Awalnya mulai dari yang kecil. Seperti di teori. Dan perlahan teori itu kembali menunjukkan kebenaran. Berlama-lama disana, munculkan kenyamanan. Al Quran sudah perlahan ditinggalkan. Shalat malam mulai terlupakan. Bahkan shalat fardhu jadi keteteran. Parah jika kenyamanan itu dianggap kenikmatan yang Allah ridhoi. Parah!

Diantara dosa-dosa yang besar, pastilah menyepelekan dosa kecil adalah salah satu diantara hal yang membuatnya jadi besar. Logis.
-------------------------------------------------------------------------------------------------------
Halaqoh Tahfizh saat itu, Allah mempertemukan dengan Ust Ami. Seorang pimpinan Pondok Pesantren Tahfizh dari Baleendah

"Ustadz, saya merasa terlalu banyak dosa untuk tilawah. Ngerasa tidak pantas memegang kitab Allah yang suci ini", kataku saat itu.

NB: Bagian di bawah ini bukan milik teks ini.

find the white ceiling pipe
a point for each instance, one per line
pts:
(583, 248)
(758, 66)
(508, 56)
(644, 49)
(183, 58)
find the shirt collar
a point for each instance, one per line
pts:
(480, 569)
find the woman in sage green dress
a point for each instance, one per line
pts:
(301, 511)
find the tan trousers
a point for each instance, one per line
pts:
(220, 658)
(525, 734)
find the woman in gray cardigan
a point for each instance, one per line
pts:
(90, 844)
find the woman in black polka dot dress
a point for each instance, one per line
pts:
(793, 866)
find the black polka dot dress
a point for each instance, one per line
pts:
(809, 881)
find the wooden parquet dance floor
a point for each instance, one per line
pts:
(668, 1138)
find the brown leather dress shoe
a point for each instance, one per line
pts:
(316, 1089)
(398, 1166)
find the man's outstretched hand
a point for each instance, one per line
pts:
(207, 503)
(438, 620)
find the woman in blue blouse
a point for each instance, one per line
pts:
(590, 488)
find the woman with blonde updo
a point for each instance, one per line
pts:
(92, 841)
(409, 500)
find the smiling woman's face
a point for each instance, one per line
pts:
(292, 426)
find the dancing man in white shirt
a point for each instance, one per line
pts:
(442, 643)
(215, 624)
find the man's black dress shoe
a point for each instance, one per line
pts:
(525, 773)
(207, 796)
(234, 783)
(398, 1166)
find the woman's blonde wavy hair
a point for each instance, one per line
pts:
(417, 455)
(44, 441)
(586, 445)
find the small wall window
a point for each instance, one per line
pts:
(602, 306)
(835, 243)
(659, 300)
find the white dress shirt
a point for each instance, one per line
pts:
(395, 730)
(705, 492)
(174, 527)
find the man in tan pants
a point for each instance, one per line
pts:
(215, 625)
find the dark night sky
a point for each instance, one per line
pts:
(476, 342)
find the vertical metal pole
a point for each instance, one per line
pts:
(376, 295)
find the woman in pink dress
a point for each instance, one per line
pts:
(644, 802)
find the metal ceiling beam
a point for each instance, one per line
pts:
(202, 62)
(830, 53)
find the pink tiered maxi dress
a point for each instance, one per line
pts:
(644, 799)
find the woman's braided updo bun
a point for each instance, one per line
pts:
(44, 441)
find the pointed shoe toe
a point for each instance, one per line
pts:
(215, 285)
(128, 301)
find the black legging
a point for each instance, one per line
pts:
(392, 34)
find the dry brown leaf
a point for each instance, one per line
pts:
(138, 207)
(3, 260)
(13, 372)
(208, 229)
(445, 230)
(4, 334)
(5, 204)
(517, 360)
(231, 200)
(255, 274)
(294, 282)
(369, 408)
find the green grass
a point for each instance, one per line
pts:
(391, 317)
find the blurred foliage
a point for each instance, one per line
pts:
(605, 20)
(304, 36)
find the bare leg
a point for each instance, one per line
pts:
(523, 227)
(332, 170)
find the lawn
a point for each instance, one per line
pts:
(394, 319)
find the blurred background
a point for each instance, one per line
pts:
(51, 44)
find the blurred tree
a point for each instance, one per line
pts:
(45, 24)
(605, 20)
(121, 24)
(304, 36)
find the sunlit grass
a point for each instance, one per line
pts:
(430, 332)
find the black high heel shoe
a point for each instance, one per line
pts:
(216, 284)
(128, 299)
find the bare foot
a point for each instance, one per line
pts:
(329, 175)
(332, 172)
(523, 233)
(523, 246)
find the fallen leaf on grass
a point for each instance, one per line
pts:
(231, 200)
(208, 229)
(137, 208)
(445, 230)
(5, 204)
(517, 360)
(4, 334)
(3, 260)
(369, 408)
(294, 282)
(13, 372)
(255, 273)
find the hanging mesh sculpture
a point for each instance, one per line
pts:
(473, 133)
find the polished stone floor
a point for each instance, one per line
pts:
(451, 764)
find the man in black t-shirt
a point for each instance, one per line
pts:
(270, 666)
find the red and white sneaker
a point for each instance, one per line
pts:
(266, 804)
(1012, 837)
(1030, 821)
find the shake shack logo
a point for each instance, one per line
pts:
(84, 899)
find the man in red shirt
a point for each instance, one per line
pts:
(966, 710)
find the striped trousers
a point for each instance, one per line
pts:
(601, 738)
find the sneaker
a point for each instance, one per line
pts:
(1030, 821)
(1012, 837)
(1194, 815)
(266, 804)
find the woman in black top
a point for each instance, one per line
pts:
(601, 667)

"Justru ketika kita merasa jauh dari Allah, harusnya makin banyak tilawah. Al Quran bukan diturunkan untuk orang-orang suci, namun untuk mereka yang senantiasa ingin mensucikan diri"


---------------------------------------------------------

dimalam penuh bintang
di atas sajadah yang kubentang
sedu sedan sendiri
mengaduh pada Yang Maha Kuasa
betapa naif diriku ini hidup tanpa ingat pada-Mu
urat nadi pun tahu aku hampa..

di malam penuh bintang
di bawah sinar bulan purnama
kupasrahkan semua
keluh kesah yang aku rasa
sesak dadaku
menangis pilu
saat ku urai dosa-dosaku..
dihadapan-MU ku tiada artinya............

doa kalbu tak bisa aku bendung
deras bak hujan di gunung sahara
hatiku yang gersang........
terasa oleh tenteram...

hanya Engkau yang tahu siapa aku
tetapkanlah seperti malam ini
sucikan diriku selama-lamanya.......

DOA KALBUKU......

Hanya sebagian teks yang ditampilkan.